Het deeltje is in 1964 bedacht door de Britse natuurkundige Peter Higgs. De deeltjes met zijn naam zijn dragers van het zgn. Higgsveld, dat in de hele universum aanwezig is. Dat Higgsveld is weer iets dat onderdeel uitmaakt van het Standaardmodel van de elementaire deeltjes (lang verhaal om dat weer helemaal uit te leggen, dus kijk effe op die wikipediapagina).

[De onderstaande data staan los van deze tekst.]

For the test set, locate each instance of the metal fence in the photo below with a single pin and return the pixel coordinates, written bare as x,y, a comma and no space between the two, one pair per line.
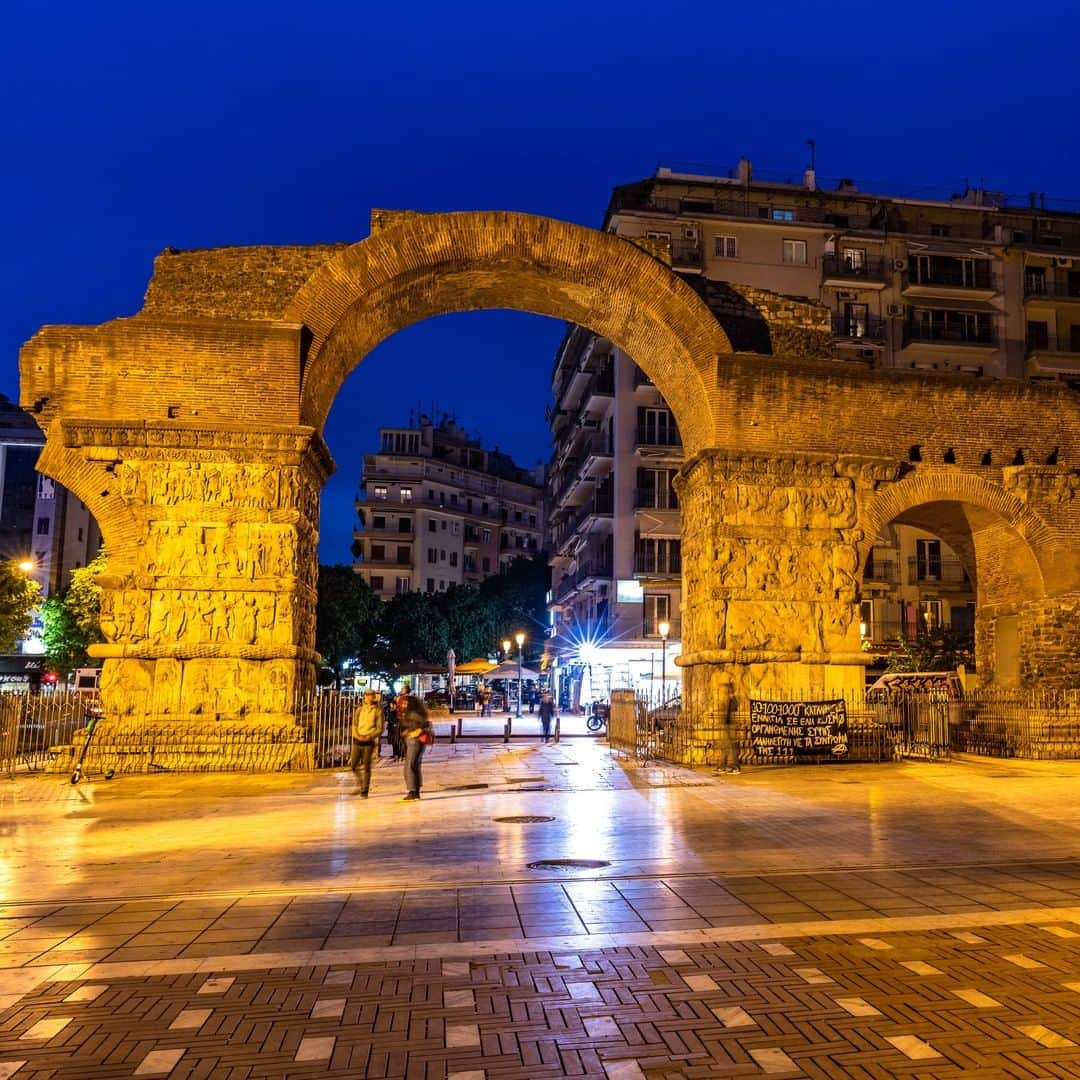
48,732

De bovengrens van de massa van het Higgs deeltje werd op indirecte wijze bepaald doordat in de CDF de massa van het zogenaamde W Boson heel nauwkeurig werd bepaald: 80,413 +/- 0,048 GeV/c2, d.w.z. een onzekerheidsmarge van slechts 0.06 percent. Het W Boson is een kortlevend deeltje dat te maken heeft met de zwakke wisselwerking. De massa van het W Boson en het Higgs deeltje hebben op de één of andere manier met elkaar te maken en daarom levert bepaling van de massa van het ene deeltje informatie op over de massa van het andere deeltje.

De uitkomsten van het CDF-experiment in een grafiek

Credit: FNAL/CDF

et nieuws van het Fermilab werd overigens afgelopen maandag 8 januari wereldkundig gemaakt. De dag ook dat ene Adrianus V de respectabele leeftijd bereikte van 46 jaartjes. Op m’n werk kreeg ik behalve veel zoenen ook een boekenbon en ik dacht toen ik met de trein terug naar huis reed direct ‘hé, laat ik daar es wat mee gaan doen’. Bij de Bruna op het station kwam ik o.a. de laatste Scientific American tegen (de Nederlandse versie welteverstaan) en die heb ik er voor gekocht. Onder andere vanwege een artikel over……het Higgs deeltje. Goh, da’s toch wel toevallig! Het is een interview met Els Koffeman, bijzonder hoogleraar instrumentatie in de deeltjesfysica, die mee heeft gewerkt aan de detector van het LHC om die Higgs deeltjes op te snorren. Oeps, ik hoop dat Els nog een beetje kan slapen na dat bericht vanuit het Fermilab 😉 . Bron: NRC-handelsblad 11 januari 2007 / Fermilab.